Bug 1822269 (and possibly others in that space) can result in MachineSets that are stuck in old versions due to stuck-in-terminating pods blocking the drain. Current resolution involves manually killing the stuck pods. There is also an RFE in the queue about setting Upgradeable=False if there are lagging compute pools like that, to make sure everything is good to go before taking a minor-bumping leap from 4.y -> 4.(y+1). We should either land that Upgradeable=False guard in 4.4 (and possibly 4.3) to prevent: 1. Compute stuck on 4.3 with stuck-in-terminating nodes 2. User doesn't notice, updates to 4.4. 3. Still doesn't notice, updates to 4.5. 4. 4.3 nodes vs. 4.5 control plane fireworks (not actually sure this would happen, but even if it doesn't, 4.3 nodes vs. a 4.5 control plane is definitely going to be a situation that doesn't get a lot of soak time in CI). Doesn't have to be the Upgradeable=False guard; as long as we ensure everything made it to 4.4 before the 4.4 -> 4.5 jump, we shouldn't have a problem.

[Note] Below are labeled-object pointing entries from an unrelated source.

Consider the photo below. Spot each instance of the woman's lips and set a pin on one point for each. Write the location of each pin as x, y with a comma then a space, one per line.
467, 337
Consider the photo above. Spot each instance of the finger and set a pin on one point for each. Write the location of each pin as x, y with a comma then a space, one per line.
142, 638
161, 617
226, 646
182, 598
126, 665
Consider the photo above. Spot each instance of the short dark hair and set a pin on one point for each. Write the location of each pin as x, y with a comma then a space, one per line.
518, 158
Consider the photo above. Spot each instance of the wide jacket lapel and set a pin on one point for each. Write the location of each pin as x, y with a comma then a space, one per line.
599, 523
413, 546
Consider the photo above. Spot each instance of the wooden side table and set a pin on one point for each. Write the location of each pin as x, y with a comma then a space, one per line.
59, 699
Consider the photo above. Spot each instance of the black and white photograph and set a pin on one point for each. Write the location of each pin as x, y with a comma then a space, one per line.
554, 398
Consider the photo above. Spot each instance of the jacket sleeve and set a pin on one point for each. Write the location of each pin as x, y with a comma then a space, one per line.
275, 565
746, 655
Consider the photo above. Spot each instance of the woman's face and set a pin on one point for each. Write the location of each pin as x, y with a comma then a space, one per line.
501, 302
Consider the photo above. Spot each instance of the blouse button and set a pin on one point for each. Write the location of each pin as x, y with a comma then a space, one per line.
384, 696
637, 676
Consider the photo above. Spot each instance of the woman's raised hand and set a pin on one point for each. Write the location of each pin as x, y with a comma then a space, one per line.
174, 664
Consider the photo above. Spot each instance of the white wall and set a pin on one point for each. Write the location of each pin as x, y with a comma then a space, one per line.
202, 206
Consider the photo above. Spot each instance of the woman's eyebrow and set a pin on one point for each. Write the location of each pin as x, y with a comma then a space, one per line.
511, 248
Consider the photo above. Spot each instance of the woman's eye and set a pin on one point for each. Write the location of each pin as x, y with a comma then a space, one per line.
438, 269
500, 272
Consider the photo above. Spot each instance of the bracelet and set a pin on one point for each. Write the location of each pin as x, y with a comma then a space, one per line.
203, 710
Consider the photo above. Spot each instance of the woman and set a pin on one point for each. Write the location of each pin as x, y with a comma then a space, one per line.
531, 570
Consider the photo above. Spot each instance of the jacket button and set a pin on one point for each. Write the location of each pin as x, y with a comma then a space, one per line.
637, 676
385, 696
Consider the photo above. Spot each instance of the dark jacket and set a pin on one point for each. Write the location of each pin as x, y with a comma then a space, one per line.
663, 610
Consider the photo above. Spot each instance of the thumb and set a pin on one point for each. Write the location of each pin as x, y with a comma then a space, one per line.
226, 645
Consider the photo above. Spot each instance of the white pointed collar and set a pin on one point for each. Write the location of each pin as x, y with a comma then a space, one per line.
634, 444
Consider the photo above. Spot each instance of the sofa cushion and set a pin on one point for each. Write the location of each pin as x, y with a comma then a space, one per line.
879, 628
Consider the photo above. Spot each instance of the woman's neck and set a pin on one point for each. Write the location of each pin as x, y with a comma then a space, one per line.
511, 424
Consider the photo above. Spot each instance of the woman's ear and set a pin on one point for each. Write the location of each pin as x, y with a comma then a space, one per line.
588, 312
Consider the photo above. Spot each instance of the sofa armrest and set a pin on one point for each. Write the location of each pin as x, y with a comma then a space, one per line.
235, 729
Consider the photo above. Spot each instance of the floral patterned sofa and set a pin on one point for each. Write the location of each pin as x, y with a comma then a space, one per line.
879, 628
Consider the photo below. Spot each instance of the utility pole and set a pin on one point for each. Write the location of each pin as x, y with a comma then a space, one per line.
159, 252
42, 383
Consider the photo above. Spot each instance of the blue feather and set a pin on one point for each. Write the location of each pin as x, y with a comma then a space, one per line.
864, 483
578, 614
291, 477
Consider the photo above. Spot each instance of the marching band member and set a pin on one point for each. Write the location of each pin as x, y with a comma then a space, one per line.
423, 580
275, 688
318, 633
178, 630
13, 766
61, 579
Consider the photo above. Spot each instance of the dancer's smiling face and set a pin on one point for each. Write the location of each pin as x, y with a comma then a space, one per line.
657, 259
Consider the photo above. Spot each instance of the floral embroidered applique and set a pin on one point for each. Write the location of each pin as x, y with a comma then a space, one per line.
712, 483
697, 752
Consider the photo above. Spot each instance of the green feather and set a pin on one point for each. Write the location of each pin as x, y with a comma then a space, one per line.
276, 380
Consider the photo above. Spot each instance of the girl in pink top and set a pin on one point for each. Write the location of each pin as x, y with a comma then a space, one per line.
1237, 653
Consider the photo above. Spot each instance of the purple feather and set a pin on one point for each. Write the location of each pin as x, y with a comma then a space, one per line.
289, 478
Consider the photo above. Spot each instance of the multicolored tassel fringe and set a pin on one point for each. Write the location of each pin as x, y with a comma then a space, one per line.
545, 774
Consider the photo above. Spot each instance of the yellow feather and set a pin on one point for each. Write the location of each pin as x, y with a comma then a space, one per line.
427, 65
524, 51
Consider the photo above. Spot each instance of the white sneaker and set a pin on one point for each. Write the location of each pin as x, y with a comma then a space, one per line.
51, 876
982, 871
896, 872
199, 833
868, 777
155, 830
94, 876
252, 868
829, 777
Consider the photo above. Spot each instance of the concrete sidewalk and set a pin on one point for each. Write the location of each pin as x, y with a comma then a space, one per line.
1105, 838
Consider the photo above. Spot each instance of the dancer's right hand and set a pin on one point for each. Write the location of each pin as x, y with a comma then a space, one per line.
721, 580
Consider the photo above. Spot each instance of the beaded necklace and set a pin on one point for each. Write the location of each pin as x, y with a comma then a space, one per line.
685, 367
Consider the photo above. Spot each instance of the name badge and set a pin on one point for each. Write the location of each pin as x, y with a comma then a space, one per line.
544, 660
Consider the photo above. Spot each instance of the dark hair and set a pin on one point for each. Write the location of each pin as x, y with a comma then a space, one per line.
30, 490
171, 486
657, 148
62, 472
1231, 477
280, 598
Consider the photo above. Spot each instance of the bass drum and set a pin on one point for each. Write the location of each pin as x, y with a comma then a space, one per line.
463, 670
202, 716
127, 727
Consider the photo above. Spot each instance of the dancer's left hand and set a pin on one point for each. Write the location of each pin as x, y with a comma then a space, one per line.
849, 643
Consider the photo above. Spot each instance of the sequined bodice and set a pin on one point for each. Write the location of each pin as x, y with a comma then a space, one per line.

This is similar to bug 1829999, but they're slightly different. This one is about blocking folks from making multiple minor bumps while folks have stuck machines that lag behind by a minor version. That one is about unsticking stuck machines so folks can avoid that block.
Will this be backported to 4.4 or earlier? I see no clone.
Adding UpcomingSprint as this won't make the current sprint. We'll try to work on this bug in the next sprint.
Adding UpcomingSprint as I won't be able to finish this by the current sprint. I'll revisit from next week.
this is captured in https://issues.redhat.com/browse/GRPA-2693
https://github.com/openshift/machine-config-operator/pull/2231 should give us this guard in 4.7 and later, by setting Upgradeable=False if any machine-config pools are degraded :)